Olathe — a district that laid off 80 staff members and discontinued a Spanish class for elementary students as a result of state cuts — will nevertheless be able to keep working on the new Olathe West High School near Santa Fe Street and Hedge Lane because of the bond issue. Eighteen schools got upgrades for aging buildings, with some of the biggest work being a renovation at Northview Elementary, carpet replacement at Olathe North High School and gym and music room additions at middle schools.
The state funding change did not cause staff cutbacks at Shawnee Mission and Blue Valley. Shawnee Mission funding will remain at about the same level as last year and Blue Valley will dip into reserves to cover the extra costs of an enrollment increase, said officials at those two districts.
Shawnee Mission started many of its building projects this summer. Four elementary schools will be rebuilt. Ground will be broken Aug. 26 for the new Trailwood Elementary in Overland Park and Aug. 27 for Crestview Elementary in Mission.
Work on the Briarwood Elementary School rebuild in Overland Park will begin sometime in September and Rhein Benninghoven Elementary in Shawnee at a yet-to-be-determined date. The district has plans to rebuild a school in the Shawnee Mission West High School feeder area, but has not yet identified which one, Neal said.
The construction will mean big changes this year for students in Briarwood and Crestview. Both schools had to temporarily relocate students during construction. Briarwood students will meet this year at the Broadmoor Technical Center in Overland Park and Crestview students at the Arrowhead Administration building in Mission. Students at the other two schools being rebuilt will not have to move because work is taking place elsewhere on their grounds.
In Blue Valley, construction has begun on the district’s 23rd elementary school, near the intersection of 179th Street and Grant Street. That school is scheduled to open in the fall of 2017. Blue Valley High School students also will notice an eased parking situation since construction there has added about 250 new spaces, said deputy superintendent Mike Slagle.
Classroom size has also been increased at Overland Trail Elementary and the library has been remodeled to include a media center at Overland Trail Middle School, he said.
Security has been a big issue the past couple of years in all of the county’s school districts. Many of them have remodeled their buildings to include a more restrictive front entrance and more cameras. Olathe and Blue Valley completed security work on their buildings during the past year. Shawnee Mission will continue security-related construction this year with new entrances for Shawnee Mission North and South high schools as well as other schools that didn’t get done last year, said Neal.

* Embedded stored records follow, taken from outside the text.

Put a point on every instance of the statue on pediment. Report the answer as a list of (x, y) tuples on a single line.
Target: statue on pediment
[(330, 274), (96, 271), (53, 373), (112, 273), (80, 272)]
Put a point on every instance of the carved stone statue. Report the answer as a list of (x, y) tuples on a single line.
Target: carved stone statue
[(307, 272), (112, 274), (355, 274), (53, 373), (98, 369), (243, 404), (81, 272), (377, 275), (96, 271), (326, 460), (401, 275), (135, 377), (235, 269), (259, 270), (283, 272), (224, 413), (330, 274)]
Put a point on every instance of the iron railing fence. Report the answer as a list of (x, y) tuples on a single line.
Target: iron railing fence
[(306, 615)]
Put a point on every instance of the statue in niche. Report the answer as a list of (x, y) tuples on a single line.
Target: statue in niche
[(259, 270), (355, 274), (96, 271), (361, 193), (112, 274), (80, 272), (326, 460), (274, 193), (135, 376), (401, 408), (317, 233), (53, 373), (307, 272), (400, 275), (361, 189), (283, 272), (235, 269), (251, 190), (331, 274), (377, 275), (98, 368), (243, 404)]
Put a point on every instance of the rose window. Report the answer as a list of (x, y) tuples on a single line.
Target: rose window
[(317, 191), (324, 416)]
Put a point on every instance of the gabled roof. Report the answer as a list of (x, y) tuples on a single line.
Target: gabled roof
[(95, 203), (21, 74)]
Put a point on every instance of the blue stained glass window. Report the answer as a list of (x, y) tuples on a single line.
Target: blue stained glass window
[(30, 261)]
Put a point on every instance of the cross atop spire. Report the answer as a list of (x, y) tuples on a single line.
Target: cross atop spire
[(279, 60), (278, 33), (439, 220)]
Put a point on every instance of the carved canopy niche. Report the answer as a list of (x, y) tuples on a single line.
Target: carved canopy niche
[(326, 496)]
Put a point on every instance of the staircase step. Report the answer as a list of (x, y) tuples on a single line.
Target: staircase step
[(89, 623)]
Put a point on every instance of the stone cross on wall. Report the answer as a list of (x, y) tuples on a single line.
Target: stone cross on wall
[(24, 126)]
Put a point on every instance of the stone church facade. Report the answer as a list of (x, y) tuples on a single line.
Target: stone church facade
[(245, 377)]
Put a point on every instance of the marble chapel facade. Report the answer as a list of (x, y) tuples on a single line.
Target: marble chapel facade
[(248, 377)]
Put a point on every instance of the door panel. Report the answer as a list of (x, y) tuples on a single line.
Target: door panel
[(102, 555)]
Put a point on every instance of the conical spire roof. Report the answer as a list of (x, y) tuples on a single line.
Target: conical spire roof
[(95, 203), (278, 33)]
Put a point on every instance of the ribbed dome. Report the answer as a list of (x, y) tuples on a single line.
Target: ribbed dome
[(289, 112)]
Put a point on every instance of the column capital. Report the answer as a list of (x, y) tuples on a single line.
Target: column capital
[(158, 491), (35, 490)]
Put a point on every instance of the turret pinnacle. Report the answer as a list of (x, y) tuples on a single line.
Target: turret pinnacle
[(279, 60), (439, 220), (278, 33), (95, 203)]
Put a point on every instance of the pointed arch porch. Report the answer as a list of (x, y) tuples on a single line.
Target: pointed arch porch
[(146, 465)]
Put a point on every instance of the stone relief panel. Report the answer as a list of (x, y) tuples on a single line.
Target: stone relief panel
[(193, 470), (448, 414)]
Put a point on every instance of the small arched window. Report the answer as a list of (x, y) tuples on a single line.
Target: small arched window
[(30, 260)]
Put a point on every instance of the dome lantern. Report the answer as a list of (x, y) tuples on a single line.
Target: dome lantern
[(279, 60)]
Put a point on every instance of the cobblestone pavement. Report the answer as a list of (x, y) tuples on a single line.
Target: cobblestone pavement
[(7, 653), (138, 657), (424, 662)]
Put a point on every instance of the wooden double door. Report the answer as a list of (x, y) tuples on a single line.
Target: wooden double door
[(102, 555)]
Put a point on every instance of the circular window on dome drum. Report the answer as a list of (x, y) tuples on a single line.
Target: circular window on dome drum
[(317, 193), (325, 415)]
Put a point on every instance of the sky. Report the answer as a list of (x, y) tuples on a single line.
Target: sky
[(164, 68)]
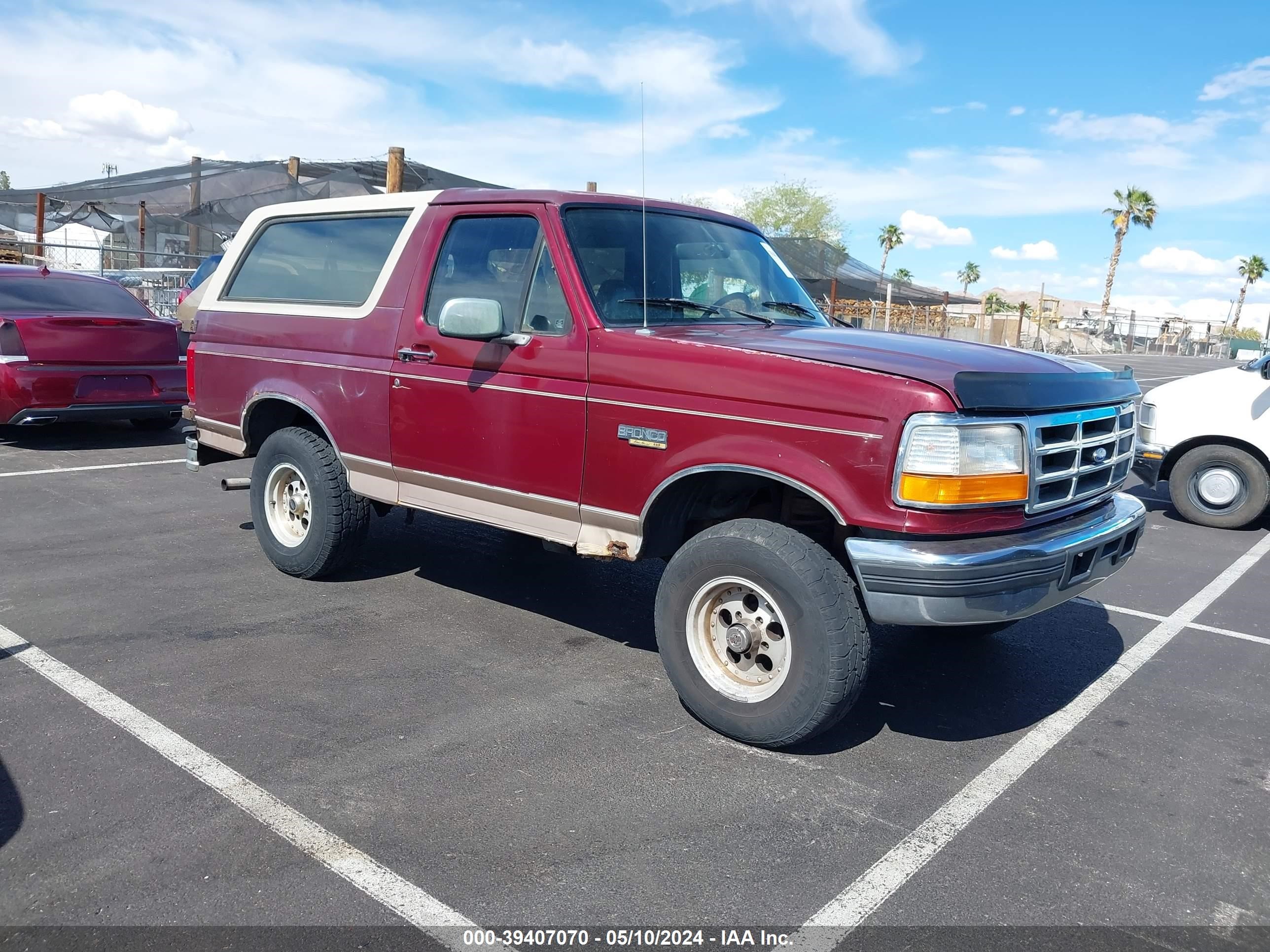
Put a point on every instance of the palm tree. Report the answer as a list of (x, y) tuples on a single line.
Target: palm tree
[(1251, 270), (968, 276), (995, 304), (891, 237), (1134, 206)]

Construction is a big part of school experience this year, but some other things are also changing. The Shawnee Mission district, for example, has dropped the fees for elementary level textbooks and all-day kindergarten. A preschool book fee of $20 also was eliminated. Textbook rental fees of $80 will still be charged for grades 7-12, however. The fee for all-day kindergarten had been $2,430.
Most schools in the area have added more technology as well. Olathe and Shawnee Mission continued with a program that puts electronic devices in the hands of more students. Olathe, which provided an iPad for every two students in elementary grades last year, will launch a program this year in which every middle school student will be able to take home an iPad for school work.
“It’s another instructional tool that continues to up the ante and really matches the world they’re living in,” said Erin Dugan, assistant superintendent for general administration. “The excitement of the staff and the students is palpable.”
The one-to-one program, as it is called, also will be fully implemented in the Shawnee Mission district this year, Neal said. The 23 elementary schools that did not get iPads last year will receive them this year. Middle school students will get laptops instead of iPads because the keyboards and programs on laptops are more conducive to the longer format writing done at that age, she said.
Blue Valley isn’t doing the one-to-one program, but has added laptops, iPads and software available to students and has doubled its Internet speed, Slagle said.
Shawnee Mission will also introduce Project Lead The Way, a hands-on science, math and technology problem-solving curriculum, to more schools this year, Neal said.